Re: [CSS21] Comments on the 2003-09-15 CSS 2.1 Draft from Henri Sivonen on 2003-10-21 (www-style@w3.org from October 2003)

From: Henri Sivonen <hsivonen@iki.fi>
Date: Tue, 21 Oct 2003 18:10:26 +0300
To: David Woolley <david@djwhome.demon.co.uk>
Cc: www-style@w3.org
Message-Id: <B39101D6-03D8-11D8-ABD7-003065B8CF0E@iki.fi>
On Tuesday, Oct 21, 2003, at 00:32 Europe/Helsinki, David Woolley wrote:

>> I was referring to XML DTDs. Not reading them does not affect the
>> majority of the current Web pages, because the majority is using
>> text/html.
>
> XHTML is XML

For practical parsing purposes, when delivered as text/html, it isn't.

The majority of current Web sites are not delivering what is purported 
to be XHTML in a way that would make it XML for processing purposes and 
for the purposes of the CSS specs.

"CSS defines different conformance rules for HTML and XML documents; be 
aware that the HTML rules apply to XHTML documents delivered as HTML 
and the XML rules apply to XHTML documents delivered as XML." -- 
http://www.w3.org/TR/xhtml1/#C_13

> and that does define names for many characters.

The DTDs do define named entities for characters. It doesn't make 
referencing entities in XML on the Web a good idea or a reliable 
practice.

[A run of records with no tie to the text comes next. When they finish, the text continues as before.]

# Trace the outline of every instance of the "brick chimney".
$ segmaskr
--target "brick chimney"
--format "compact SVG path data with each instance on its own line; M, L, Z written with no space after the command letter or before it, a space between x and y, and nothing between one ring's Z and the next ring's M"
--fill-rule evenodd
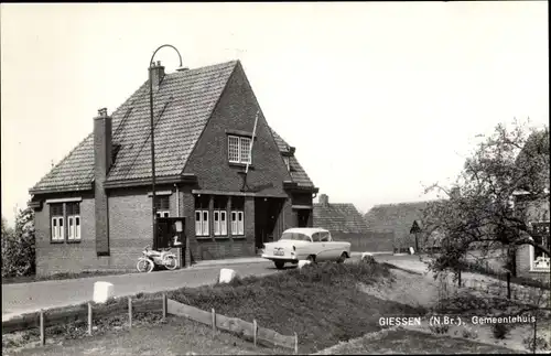
M112 119L107 109L98 110L94 118L94 193L96 212L96 252L109 256L109 211L105 181L112 162Z
M156 61L156 64L154 62L151 63L149 71L151 73L151 80L153 82L153 89L158 89L164 78L164 66L161 65L161 61Z

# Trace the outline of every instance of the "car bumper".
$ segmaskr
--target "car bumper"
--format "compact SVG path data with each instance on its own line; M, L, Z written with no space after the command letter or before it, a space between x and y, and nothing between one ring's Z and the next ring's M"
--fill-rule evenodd
M272 260L272 261L285 261L285 262L298 262L299 261L298 256L276 256L276 255L262 253L260 257Z

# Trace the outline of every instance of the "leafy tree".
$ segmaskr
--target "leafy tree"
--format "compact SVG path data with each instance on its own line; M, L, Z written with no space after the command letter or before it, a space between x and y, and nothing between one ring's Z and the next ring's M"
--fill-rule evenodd
M15 228L2 217L2 278L34 274L35 266L34 212L20 209Z
M538 219L533 214L549 214L549 128L538 131L515 121L512 128L498 125L490 136L479 138L451 186L436 183L425 190L442 197L429 204L423 218L426 235L445 236L441 253L430 266L436 272L456 269L475 248L483 255L507 248L510 269L518 246L531 245L550 255L529 224ZM515 207L514 196L519 192L530 202L547 204L548 209L528 213Z

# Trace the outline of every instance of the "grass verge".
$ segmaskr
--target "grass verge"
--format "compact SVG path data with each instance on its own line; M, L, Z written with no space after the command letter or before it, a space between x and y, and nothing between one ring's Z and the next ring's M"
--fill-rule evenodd
M479 273L484 276L489 276L496 278L500 281L507 281L507 273L496 271L489 267L484 266L479 262L473 261L463 261L460 266L460 269L465 272ZM542 282L537 279L531 279L527 277L510 277L510 282L519 285L526 287L534 287L544 290L551 290L551 285L549 283Z
M263 278L237 279L229 284L182 289L169 298L203 310L252 322L284 335L299 335L301 353L379 331L380 316L421 315L413 308L368 295L358 284L392 274L379 263L320 263Z
M41 281L58 281L67 279L77 278L91 278L91 277L102 277L102 276L116 276L116 274L128 274L137 273L136 270L115 270L115 271L84 271L79 273L55 273L51 276L21 276L21 277L2 277L2 284L15 284L15 283L31 283Z

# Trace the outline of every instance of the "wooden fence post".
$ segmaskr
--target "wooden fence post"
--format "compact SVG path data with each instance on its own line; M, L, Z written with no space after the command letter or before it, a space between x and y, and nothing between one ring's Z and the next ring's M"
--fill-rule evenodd
M128 327L132 328L132 296L128 298Z
M511 299L511 273L507 272L507 299Z
M88 302L88 335L91 335L91 303Z
M40 344L44 346L46 344L46 326L44 323L44 311L40 311Z
M163 293L163 319L166 319L166 293Z
M213 314L213 333L216 333L216 312L214 308L212 310L212 314Z
M257 331L258 331L258 325L257 325L257 320L252 320L252 339L255 342L255 347L257 346Z

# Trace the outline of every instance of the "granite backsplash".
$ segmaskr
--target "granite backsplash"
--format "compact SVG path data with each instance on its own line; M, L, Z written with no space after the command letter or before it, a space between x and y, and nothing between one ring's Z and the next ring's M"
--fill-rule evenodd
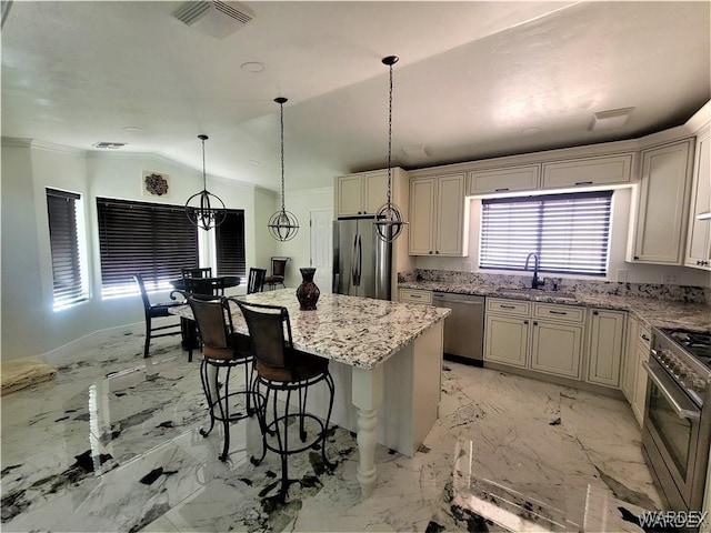
M398 272L398 282L438 281L451 283L495 284L501 288L531 286L531 275L485 274L481 272L459 272L452 270L417 269ZM617 281L577 280L569 278L541 276L545 290L584 292L589 294L611 294L617 296L654 298L687 303L711 305L711 290L703 286L662 285L653 283L630 283Z

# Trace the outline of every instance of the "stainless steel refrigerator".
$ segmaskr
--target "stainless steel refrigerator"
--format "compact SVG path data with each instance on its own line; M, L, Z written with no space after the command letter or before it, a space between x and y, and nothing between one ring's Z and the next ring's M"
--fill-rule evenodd
M374 219L333 222L333 292L390 300L392 243L375 234Z

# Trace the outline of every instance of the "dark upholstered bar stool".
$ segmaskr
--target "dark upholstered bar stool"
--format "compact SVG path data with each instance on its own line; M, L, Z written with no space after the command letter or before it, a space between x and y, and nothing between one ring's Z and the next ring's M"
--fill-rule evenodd
M289 485L294 481L289 480L289 455L320 445L323 464L329 470L336 467L326 457L326 436L333 409L336 388L329 372L328 359L294 352L291 339L291 323L286 308L243 301L237 301L237 303L244 315L252 342L257 366L254 390L260 394L262 386L267 390L263 395L264 409L260 410L259 418L262 430L262 456L260 459L252 457L252 463L261 463L267 450L280 455L281 489L279 497L283 502L287 497ZM307 412L308 390L320 382L326 382L330 393L326 421ZM280 401L279 393L283 392L287 393L286 398ZM290 404L292 392L297 392L299 395L299 405L294 412L290 411L293 409ZM269 405L270 395L271 409ZM307 420L316 422L319 430L311 438L307 432ZM290 429L292 431L299 430L298 439L292 435L291 441L289 440Z
M214 428L214 422L222 422L224 443L220 461L224 461L230 450L230 423L251 416L261 408L261 401L252 388L254 358L238 348L230 314L230 301L227 298L193 294L188 298L188 302L202 344L200 376L210 411L210 429L200 430L200 434L208 436ZM239 365L244 370L244 388L230 392L230 373ZM220 391L221 370L226 372ZM246 410L230 413L230 400L238 395L244 396Z

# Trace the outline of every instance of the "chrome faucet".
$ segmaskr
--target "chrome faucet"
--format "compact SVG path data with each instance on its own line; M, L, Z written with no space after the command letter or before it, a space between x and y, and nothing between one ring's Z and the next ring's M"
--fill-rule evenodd
M531 280L531 289L539 289L545 284L544 281L538 279L538 253L529 253L525 258L525 265L523 270L529 270L529 261L533 258L533 279Z

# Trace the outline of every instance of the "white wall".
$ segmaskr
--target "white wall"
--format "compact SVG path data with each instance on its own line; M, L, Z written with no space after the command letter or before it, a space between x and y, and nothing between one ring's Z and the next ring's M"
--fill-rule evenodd
M166 197L142 195L143 171L170 175ZM163 158L147 154L98 153L38 142L2 139L2 359L47 353L97 330L141 323L140 298L101 299L101 269L96 222L96 198L108 197L154 203L183 204L202 190L202 174ZM52 268L46 188L78 192L86 211L88 241L87 302L52 310ZM234 181L208 175L208 190L228 208L244 209L247 264L254 264L257 242L268 242L259 220L272 211L273 194ZM256 201L256 197L258 201ZM264 214L267 211L267 214ZM266 224L266 223L264 223ZM204 240L210 257L210 241ZM261 247L261 254L271 254ZM276 252L276 247L273 248ZM157 294L168 299L168 293ZM137 346L137 352L140 346Z
M708 272L690 269L687 266L665 266L658 264L627 263L624 261L627 252L628 228L630 220L630 204L632 189L618 189L613 195L612 204L612 231L610 242L610 262L607 278L594 278L600 281L618 280L618 271L627 270L627 281L632 283L654 283L661 284L662 276L673 274L679 279L680 285L711 286L711 276ZM471 199L470 203L470 227L469 227L469 255L465 258L429 258L419 257L417 259L418 269L471 271L478 272L479 264L479 225L481 218L481 200ZM470 266L471 265L471 266ZM523 266L523 265L521 265ZM483 271L492 273L493 271ZM505 272L511 273L511 272ZM621 274L621 273L620 273ZM545 275L544 275L545 276ZM560 275L557 278L575 278L574 275Z

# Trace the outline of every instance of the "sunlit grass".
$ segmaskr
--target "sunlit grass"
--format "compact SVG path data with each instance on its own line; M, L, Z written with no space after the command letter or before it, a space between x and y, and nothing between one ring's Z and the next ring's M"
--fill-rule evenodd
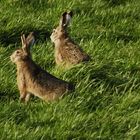
M1 140L140 139L140 2L138 0L0 1ZM52 29L65 10L70 36L92 58L65 70L55 66ZM35 32L33 60L76 84L59 101L19 102L11 53L21 33Z

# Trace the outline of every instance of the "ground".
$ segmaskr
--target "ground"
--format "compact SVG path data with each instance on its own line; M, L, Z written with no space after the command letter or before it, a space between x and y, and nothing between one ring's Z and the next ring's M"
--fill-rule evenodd
M55 66L50 34L69 10L69 34L92 60L64 70ZM33 60L75 83L75 92L49 103L36 97L19 102L9 56L30 31L36 35ZM1 140L139 140L140 1L1 0L0 110Z

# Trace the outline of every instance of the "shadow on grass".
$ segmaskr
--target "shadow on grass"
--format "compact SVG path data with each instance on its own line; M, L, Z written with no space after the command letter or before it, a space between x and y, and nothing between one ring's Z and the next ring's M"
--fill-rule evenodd
M119 5L125 5L130 0L103 0L107 3L107 5L111 7L119 6Z
M0 32L0 43L2 46L6 47L8 45L19 44L21 42L20 36L22 33L28 34L29 32L34 32L35 39L37 42L39 41L46 41L46 38L50 37L50 33L46 28L44 29L37 29L30 26L25 27L16 27L12 28L8 31L1 31Z
M140 67L133 66L125 69L120 65L113 66L111 63L93 70L90 75L90 80L95 79L95 84L93 84L90 91L92 92L99 89L102 84L103 91L98 92L97 90L98 93L96 95L90 95L88 101L85 102L86 108L90 111L95 111L97 108L102 109L110 105L112 100L114 102L114 97L122 96L123 94L128 93L128 91L138 91L140 80L136 80L134 75L138 75L139 72ZM123 76L125 73L129 73L129 78ZM117 76L118 74L119 77Z

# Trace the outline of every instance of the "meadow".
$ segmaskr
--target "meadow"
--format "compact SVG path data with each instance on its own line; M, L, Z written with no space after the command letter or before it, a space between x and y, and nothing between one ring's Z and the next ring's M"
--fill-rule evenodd
M55 66L50 34L69 10L69 34L92 60L65 70ZM59 101L19 102L9 57L31 31L33 60L76 84ZM139 140L140 1L0 0L0 139Z

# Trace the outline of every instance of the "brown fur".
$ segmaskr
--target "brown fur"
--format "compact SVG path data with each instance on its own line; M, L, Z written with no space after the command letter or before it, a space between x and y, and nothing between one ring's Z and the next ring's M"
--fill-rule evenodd
M72 89L71 84L49 74L32 60L30 46L34 41L33 35L30 34L27 39L23 35L21 40L22 48L11 55L11 61L17 66L20 100L27 102L30 94L46 101L54 100Z
M57 65L78 64L88 61L90 57L75 44L67 33L67 25L70 22L72 13L63 13L59 26L53 30L50 38L55 44L55 62Z

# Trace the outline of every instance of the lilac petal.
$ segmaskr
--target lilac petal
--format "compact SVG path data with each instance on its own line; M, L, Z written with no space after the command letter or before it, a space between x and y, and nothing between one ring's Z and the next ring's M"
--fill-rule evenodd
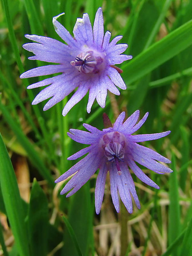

I think defining named entities for characters in the various 
XHTML DTDs is harmful, because it confuses people who don't realize the 
XML spec allows non-validating XML processors to leave the definitions 
unprocessed.

> Unless the world goes to semantics free, invent your own elements,
> XML, HTML and maybe XHTML, will be the main users of CSS for a long
> time to come.

Processing the DTD and an XML vocabulary having defined semantics are 
not coupled.

Anything that can be expressed using XHTML delivered as 
application/xhtml+xml with a doctype declaration can also be expressed 
without the doctype declaration with no loss of semantics.

>> The copyright symbol (or any Unicode character for that matter) can be
>> represented without entities.
>
> There seems strong reluctance, amongsth authors, to use the numeric
> values, and the name is defined for XHTML.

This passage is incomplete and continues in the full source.